Pour éviter l’accusation d’écolo-catastrophisme, Chris Hope a reconduit sa simulation avec des hypothèses plus optimistes : non seulement en supposant que la Chine, les États-Unis et l’Europe respecteraient leurs promesses, mais aussi que le reste du monde suivrait le même comportement vertueux. Résultat ? Ces nouveaux paramètres font grimper la probabilité de demeurer en 2100 sous les 2 °C de 1 % à… 1,1 %. Ces estimations doivent être prises avec prudence, n’ayant pas été dûment publiées ; mais elles offrent une idée des ordres de grandeur.

Ainsi, l’accord négocié en secret pendant des mois, signé en grande pompe, est un formidable coup d’épée dans l’eau.
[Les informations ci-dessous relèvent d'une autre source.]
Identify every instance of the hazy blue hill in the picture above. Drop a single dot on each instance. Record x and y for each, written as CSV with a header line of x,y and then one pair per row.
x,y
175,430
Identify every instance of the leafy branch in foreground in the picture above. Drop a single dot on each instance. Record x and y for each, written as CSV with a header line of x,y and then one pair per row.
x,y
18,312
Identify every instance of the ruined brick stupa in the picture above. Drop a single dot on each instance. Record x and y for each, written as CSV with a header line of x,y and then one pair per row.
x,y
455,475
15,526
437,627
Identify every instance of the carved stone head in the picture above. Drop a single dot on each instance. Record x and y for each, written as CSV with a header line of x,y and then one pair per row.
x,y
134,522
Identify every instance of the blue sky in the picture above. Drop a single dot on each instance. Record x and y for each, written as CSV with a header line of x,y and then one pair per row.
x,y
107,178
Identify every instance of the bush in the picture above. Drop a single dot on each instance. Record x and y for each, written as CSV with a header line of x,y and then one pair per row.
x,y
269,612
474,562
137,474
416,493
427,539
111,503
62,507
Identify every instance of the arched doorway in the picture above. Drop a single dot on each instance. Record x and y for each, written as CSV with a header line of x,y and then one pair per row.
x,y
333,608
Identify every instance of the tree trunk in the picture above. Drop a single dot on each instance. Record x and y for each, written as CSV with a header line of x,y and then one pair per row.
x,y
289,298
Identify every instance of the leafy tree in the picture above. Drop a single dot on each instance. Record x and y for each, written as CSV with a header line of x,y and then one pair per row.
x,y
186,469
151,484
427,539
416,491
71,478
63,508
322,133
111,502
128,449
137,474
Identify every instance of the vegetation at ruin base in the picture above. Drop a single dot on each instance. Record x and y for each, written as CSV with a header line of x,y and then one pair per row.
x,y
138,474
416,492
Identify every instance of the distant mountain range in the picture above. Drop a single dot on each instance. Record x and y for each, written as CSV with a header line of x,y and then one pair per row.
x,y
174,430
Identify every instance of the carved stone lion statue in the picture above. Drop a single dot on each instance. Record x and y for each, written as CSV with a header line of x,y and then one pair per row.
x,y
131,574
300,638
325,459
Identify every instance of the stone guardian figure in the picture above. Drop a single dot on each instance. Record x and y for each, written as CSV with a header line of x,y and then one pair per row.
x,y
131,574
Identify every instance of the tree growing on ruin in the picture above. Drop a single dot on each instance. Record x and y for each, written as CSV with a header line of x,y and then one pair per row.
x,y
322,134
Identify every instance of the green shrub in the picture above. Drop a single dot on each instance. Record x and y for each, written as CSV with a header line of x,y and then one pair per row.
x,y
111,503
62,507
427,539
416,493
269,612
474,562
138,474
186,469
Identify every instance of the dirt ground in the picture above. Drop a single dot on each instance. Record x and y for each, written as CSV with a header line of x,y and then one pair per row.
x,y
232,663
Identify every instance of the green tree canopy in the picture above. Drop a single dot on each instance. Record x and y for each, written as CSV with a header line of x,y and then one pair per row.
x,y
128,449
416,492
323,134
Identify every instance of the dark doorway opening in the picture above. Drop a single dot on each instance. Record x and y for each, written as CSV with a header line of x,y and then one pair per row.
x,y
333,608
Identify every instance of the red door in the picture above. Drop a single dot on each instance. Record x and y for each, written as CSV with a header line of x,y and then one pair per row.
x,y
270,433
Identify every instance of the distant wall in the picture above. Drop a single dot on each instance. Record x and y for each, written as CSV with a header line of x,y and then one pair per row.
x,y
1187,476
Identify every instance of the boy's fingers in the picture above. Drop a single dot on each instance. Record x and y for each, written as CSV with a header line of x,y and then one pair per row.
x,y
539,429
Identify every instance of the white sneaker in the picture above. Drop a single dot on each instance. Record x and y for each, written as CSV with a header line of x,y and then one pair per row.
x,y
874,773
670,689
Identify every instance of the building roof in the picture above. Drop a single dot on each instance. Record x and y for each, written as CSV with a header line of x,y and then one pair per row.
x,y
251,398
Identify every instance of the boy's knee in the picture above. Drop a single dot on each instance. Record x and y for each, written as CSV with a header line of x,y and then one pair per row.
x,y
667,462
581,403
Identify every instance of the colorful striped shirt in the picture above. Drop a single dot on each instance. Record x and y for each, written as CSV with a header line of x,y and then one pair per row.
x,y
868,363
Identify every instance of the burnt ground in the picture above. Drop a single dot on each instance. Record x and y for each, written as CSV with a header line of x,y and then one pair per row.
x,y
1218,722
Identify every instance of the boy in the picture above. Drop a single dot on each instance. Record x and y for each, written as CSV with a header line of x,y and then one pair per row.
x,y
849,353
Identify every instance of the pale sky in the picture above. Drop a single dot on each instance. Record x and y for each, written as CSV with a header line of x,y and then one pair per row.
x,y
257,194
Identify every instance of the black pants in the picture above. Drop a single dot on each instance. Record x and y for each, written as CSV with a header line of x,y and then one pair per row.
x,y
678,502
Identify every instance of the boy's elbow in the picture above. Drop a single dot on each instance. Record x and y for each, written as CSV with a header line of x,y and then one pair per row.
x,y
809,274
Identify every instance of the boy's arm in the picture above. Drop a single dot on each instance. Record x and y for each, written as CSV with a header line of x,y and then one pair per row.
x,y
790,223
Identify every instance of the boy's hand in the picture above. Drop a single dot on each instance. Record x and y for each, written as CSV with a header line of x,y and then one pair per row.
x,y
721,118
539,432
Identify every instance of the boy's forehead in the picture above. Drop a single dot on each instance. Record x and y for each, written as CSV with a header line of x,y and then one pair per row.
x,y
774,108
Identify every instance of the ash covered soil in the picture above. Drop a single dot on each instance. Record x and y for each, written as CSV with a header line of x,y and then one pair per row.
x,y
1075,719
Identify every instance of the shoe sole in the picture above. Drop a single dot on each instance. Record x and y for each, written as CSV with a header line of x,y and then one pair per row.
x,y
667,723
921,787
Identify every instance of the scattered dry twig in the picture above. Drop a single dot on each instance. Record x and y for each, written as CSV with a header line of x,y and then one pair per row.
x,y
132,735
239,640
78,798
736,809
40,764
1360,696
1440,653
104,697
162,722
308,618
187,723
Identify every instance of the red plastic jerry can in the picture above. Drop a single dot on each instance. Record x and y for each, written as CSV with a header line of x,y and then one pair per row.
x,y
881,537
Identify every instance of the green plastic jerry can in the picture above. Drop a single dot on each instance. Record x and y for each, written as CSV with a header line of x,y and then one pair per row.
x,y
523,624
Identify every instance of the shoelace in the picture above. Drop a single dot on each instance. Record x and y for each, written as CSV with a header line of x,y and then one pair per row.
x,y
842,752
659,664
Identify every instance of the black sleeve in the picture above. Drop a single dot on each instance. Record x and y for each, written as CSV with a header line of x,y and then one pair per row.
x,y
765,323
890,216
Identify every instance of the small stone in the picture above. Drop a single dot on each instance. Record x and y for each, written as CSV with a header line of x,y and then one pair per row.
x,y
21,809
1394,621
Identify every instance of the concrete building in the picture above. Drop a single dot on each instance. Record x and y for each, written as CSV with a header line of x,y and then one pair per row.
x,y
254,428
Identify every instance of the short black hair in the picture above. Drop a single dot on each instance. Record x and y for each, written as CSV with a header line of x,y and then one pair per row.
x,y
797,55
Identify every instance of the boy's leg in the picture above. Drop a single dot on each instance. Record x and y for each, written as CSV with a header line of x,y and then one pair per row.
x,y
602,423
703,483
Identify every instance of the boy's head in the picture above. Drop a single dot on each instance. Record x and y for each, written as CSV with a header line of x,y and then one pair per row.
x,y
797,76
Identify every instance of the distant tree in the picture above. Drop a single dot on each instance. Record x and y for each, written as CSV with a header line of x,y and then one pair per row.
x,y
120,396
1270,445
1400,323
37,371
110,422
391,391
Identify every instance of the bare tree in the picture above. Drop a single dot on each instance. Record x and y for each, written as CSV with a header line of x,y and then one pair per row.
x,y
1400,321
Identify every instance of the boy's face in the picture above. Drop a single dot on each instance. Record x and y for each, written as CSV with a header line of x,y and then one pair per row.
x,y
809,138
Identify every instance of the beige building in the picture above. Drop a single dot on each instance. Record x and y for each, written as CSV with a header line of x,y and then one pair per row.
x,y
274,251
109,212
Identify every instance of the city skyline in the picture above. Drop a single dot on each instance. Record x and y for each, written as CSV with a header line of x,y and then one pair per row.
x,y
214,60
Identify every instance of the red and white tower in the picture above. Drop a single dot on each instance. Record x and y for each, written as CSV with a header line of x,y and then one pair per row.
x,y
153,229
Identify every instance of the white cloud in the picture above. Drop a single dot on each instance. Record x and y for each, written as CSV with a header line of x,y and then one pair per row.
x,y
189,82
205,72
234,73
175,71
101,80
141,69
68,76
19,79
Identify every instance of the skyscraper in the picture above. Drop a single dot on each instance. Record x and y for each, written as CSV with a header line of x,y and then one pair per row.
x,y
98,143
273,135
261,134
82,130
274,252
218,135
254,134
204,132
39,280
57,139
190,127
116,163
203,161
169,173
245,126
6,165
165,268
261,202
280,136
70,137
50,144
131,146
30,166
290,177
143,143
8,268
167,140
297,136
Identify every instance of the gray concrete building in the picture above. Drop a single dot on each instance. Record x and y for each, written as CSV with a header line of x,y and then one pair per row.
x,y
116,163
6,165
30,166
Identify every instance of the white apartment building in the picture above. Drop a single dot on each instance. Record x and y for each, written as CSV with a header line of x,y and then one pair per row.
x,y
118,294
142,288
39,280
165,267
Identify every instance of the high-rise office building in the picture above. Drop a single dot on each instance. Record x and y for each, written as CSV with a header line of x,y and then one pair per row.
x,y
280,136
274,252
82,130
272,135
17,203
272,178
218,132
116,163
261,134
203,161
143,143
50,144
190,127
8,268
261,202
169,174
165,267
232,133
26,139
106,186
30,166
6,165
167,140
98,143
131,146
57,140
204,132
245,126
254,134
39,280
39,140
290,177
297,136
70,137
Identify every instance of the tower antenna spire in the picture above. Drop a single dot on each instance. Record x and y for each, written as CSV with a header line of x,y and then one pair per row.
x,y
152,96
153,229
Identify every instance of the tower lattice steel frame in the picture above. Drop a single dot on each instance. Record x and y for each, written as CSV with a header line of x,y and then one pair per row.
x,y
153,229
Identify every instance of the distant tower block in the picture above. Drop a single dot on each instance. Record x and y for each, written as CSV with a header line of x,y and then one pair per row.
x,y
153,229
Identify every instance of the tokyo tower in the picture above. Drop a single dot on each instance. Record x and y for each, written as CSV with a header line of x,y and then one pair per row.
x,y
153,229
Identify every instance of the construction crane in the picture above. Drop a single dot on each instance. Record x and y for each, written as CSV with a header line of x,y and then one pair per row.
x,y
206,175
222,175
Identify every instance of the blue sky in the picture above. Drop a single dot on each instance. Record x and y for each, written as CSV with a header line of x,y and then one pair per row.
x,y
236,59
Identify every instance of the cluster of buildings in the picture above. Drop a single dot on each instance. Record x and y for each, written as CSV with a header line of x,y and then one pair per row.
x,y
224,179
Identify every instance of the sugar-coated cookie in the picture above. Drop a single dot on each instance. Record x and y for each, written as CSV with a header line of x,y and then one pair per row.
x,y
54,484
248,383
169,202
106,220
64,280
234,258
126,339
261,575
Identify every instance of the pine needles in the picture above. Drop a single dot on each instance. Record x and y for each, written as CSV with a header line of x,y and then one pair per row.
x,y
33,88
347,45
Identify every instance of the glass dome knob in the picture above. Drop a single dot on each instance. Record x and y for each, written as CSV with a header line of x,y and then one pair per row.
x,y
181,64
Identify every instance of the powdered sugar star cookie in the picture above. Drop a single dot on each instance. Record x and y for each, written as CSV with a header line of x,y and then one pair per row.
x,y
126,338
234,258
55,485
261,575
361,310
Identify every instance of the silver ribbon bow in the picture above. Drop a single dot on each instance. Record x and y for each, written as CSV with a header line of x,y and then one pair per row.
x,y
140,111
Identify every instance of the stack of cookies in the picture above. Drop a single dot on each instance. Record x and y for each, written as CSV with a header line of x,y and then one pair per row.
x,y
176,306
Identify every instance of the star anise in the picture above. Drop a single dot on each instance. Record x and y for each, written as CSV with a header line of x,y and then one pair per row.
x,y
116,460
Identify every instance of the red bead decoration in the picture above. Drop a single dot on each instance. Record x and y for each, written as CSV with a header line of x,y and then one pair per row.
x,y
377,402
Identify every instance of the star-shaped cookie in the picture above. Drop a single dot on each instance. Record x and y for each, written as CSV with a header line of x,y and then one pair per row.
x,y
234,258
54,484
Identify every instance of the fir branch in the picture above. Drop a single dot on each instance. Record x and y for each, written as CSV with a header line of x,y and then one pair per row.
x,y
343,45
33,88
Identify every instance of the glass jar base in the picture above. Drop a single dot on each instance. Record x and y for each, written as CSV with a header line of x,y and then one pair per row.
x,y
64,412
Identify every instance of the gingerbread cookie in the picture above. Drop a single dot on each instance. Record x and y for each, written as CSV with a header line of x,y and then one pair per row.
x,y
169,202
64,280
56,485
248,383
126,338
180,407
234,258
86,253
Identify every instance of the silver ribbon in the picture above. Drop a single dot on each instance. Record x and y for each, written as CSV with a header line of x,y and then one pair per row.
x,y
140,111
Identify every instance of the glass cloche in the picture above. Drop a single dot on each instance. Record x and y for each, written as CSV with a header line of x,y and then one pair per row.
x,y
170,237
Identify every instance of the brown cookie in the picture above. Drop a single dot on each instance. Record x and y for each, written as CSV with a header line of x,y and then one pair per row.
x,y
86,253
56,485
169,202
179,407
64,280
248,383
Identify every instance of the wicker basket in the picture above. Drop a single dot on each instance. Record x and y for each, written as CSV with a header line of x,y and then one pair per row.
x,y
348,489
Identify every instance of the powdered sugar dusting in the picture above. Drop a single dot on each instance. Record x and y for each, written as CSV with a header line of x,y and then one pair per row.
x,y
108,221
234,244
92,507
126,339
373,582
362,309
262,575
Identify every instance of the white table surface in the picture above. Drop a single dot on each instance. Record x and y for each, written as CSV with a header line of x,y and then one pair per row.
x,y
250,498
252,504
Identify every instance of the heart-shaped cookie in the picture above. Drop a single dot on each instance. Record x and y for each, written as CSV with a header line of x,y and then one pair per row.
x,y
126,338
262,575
Il est bien évidemment important sur le plan politique. Mais – hélas ! – les propriétés radiatives du CO2 n’ont que faire de la politique : selon les calculs de Chris Hope, l’accord sino-américain nous place en réalité, le plus probablement, sur la trajectoire d’un réchauffement de 3,8 °C d’ici à la fin du siècle. Assourdi par les tambours, le monde entier n’a pas réalisé que ce qui venait ensuite était un air de pipeau : ce qui a été accueilli avec tant d’enthousiasme n’était autre qu’une promesse de désastre.